Overturning landmark abortion cases
It is widely expected that the Supreme Court will revisit its landmark abortion cases: Roe v. Wade, 410 U.S. 113 (1973) and Planned Parenthood v. Casey, 505 U.S. 833 (1992).
In Planned Parenthood, Justice Sandra Day O’Connor put forth two Constitutional rules on abortion that focus on viability. A fetus is viable when it is capable of surviving outside the woman. The first rule is that before viability, a state may not unduly interfere with a woman getting an abortion. The state unduly interferes with abortion when its law or regulation is intended to or has the effect of making abortions more difficult to get. She gave three reasons for the focus on viability: precedent, workability, and consent. On precedent, O’Connor noted that Roe had twice been reaffirmed. On workability, she reasoned that viability sets a clear line for women and the state. On consent, she asserted, a woman who fails to act before viability has consented to the State’s intervening on behalf of the fetus.
Second, O’Connor found the State could ban abortion after viability so long as it had exceptions for women’s life and health. O’Connor claimed that this post-viability rule reconciles woman’s liberty with the State’s interest in the women’s and fetus’s lives, although she didn’t explain why it does so.
The problem with these two rules and the reasoning behind them is that they aren’t in the Constitution. Nor are they philosophically justified. Instead, the rules were pulled out of thin air and are, at best, an attempt to find a politically acceptable middle ground.
The Constitution’s text does not mention viability. Consider, for example, the Due Process and Equal Protection clauses. The Due Process clause mentions people born in the United States, but this is, at best, a sufficient condition to be a citizen and not relevant to abortion. Those who wrote and ratified the Constitution did not intend that a woman’s right to an abortion to cease at viability. This is true regardless of whether they thought women had such a right.
O’Connor’s reasoning is abysmal. On an issue as momentous as this, the fact that Roe had been reaffirmed twice is beside the point. In addressing people’s fundamental rights, the Constitution does not mention workability whether explicitly or implicitly. Even if workability were relevant, and it’s not, viability is less workable than various bright line rules. Consider, for example, the end of the first trimester. The consent argument also fails. The Constitution doesn’t mention it in this context. If it were relevant, then, again, a bright-line date (for example, ten weeks after conception) is a better way to put women on notice that if they want to get an abortion they have to do it by that date. In addition, viability will occur earlier and earlier in pregnancy as neonatal technology improves, thereby making viability less helpful for giving women a deadline for abortion.
Viability also sits uneasily with other areas of the law. Ten states consider a stranger’s killing a pre-viable fetus to be homicide. This leads to an oddity in that some people can kill pre-viable fetuses with impunity (for example, women and physicians) while others cannot.

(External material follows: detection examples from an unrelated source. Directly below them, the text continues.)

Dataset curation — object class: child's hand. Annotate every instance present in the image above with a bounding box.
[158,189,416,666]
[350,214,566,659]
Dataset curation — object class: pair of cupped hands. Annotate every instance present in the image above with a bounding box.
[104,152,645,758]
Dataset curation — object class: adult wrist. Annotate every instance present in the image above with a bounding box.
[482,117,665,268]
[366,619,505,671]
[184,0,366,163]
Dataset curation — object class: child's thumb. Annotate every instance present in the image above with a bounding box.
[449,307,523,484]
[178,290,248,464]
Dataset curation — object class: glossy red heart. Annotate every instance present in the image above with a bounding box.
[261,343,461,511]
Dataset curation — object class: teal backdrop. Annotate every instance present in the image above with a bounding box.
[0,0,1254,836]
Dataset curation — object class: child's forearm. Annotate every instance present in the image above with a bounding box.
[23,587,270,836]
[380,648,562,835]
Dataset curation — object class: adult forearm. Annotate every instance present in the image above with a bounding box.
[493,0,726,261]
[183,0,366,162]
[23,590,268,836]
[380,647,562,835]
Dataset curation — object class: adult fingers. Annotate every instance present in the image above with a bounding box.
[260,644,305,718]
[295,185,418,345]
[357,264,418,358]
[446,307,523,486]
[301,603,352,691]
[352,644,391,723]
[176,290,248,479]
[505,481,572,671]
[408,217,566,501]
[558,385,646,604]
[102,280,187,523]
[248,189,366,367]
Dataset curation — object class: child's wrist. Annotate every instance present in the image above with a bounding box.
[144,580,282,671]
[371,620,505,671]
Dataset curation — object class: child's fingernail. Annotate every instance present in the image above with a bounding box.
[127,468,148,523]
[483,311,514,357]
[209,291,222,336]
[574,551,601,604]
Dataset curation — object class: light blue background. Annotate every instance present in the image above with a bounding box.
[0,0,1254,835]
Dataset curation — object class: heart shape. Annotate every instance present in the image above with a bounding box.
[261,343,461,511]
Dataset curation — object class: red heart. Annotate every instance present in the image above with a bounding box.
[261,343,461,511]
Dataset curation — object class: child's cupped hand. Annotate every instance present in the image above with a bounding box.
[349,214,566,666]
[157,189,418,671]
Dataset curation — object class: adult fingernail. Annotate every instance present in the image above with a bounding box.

As a biological matter, viability is insignificant. The fetus is a distinct organism from the woman. This can be seen in its separate genetic makeup, metabolic processes, and boundaries. Also, a fetus’ biological dependence from the mother does not change at viability. Even if the fetus is viable, if it is not removed it still depends on the woman because it does not breathe air, ingest food, or maintain its body temperature.
Most important, as a philosophical matter, viability is irrelevant. A person comes into existence when his brain comes into existence or, perhaps, when his brain first has a relevant capacity. Consider, for example, the capacity to feel pleasure and pain, be self-aware, or reason. These capacities likely begin after viability.
The irrelevance of viability can be seen in that a person exists only when his brain exists (or, perhaps, when his brain has a relevant capacity). This explains why a body with two heads would be considered two people. A real world example that is something like this can be seen in the Hensel twins: Abby and Brittany.
The notion that people begin to exist when their brains exist explains why if one person’s brain were to be put in a second person’s body and the second person’s brain were to be put in the first person’s body, intuitively, each person would be located where his brain is located rather than where his body is located. Thus, if Obama’s brain were put in Trump’s body and Trump’s brain were put in Obama’s body, Obama would be in Trump’s body and Trump would be in Obama’s body.
The notion that a person is her brain (or, perhaps, part of it) can also be seen in the intuition that a person ceases to exist when the part of her brain where consciousness occurs dissolves away. Consider, for example, Terry Schiavo. A fetus gets a brain before viability and a functioning one after viability. Thus, viability is irrelevant.
Viability should be irrelevant to the Constitutional status of abortion whether one considers the Constitution’s text or the intentions of those who wrote and ratified it. It is also irrelevant when we consider biology and philosophy. It is not even a practical standard or one that puts a woman on notice.
The Court will have to decide that the Constitution is silent on abortion or, instead, discover when it is that a person comes into existence. If the Constitution is silent on it, then it is for the states and people to decide. If the Court tries to discover when a person comes into existence, it will have to discover when a fetus gets a brain or, perhaps, a brain with the relevant capacity. No matter what it decides, Roe and Planned Parenthood should be overturned.